We define a Record class for the FAQ data shown above that provides some basic metadata information and specifies what the values are. 

In [3]:
class FAQ(Record):
    """
    Class for representing FAQ (frequently asked question) records.
    """
    ########################## Basic metadata fields ##########################

    @property
    def style(self) -> str:
        """str: The record style"""
        return 'FAQ'

    @property
    def modelroot(self):
        """str: The root element of the content"""
        return 'faq'

    ############################# Define Values  ##############################

    def _init_values(self):
        """
        Method that defines the value objects for the Record.  This should
        call the super of this method, then use self._add_value to create new Value objects.
        Note that the order values are defined matters
        when build_model is called!!!
        """
        self._add_value('longstr', 'question')
        self._add_value('longstr', 'answer')

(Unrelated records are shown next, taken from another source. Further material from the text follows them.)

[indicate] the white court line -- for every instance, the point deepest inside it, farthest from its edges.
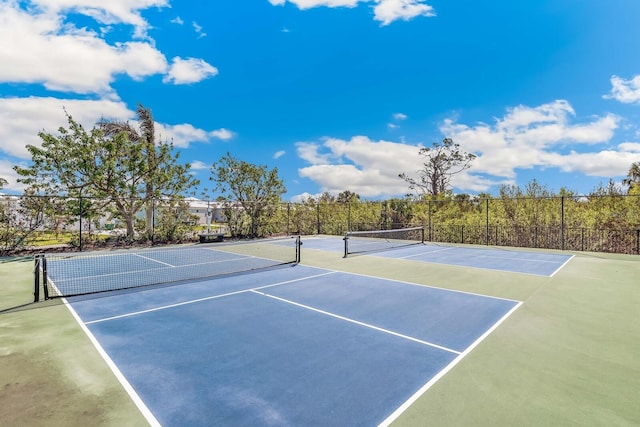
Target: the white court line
(391, 418)
(562, 266)
(164, 307)
(144, 410)
(120, 273)
(154, 260)
(337, 316)
(427, 253)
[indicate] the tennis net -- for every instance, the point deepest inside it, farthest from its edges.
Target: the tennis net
(380, 240)
(87, 273)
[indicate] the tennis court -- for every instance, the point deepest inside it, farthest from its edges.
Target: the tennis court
(289, 345)
(516, 261)
(372, 339)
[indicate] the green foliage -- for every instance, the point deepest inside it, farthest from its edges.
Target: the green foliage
(174, 222)
(441, 162)
(105, 165)
(256, 188)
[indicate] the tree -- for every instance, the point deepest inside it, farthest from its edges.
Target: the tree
(633, 176)
(109, 167)
(255, 187)
(146, 137)
(442, 161)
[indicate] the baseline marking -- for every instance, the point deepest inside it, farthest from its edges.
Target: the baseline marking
(142, 407)
(391, 418)
(154, 260)
(150, 310)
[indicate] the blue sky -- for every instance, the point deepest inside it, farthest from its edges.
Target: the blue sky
(338, 94)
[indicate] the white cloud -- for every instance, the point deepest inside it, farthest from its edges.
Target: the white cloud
(385, 11)
(359, 165)
(625, 91)
(25, 117)
(198, 165)
(308, 4)
(528, 137)
(189, 70)
(38, 45)
(631, 147)
(524, 138)
(183, 135)
(105, 12)
(199, 30)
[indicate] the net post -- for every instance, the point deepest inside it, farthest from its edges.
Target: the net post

### 2.2. Basic metadata attributes

Each Record class has a few basic metadata attributes that either help with data transformations or with interacting with the databases.  The two such values that are required are

- __style__ is the style name associated with the class, i.e. how the recordmanager (see below) will identify it.
- __modelroot__ is the name of the root element of the data model schema.

### 2.3. Define Values

The purpose of the Record class is to manage data transformations between multiple different formats.  The easiest way to do this is to define a _init_values() method for the Record class and within it use self._add_value() to define all values in your schema. The _add_value() method creates a new Value object and automatically associates it with the Record class. 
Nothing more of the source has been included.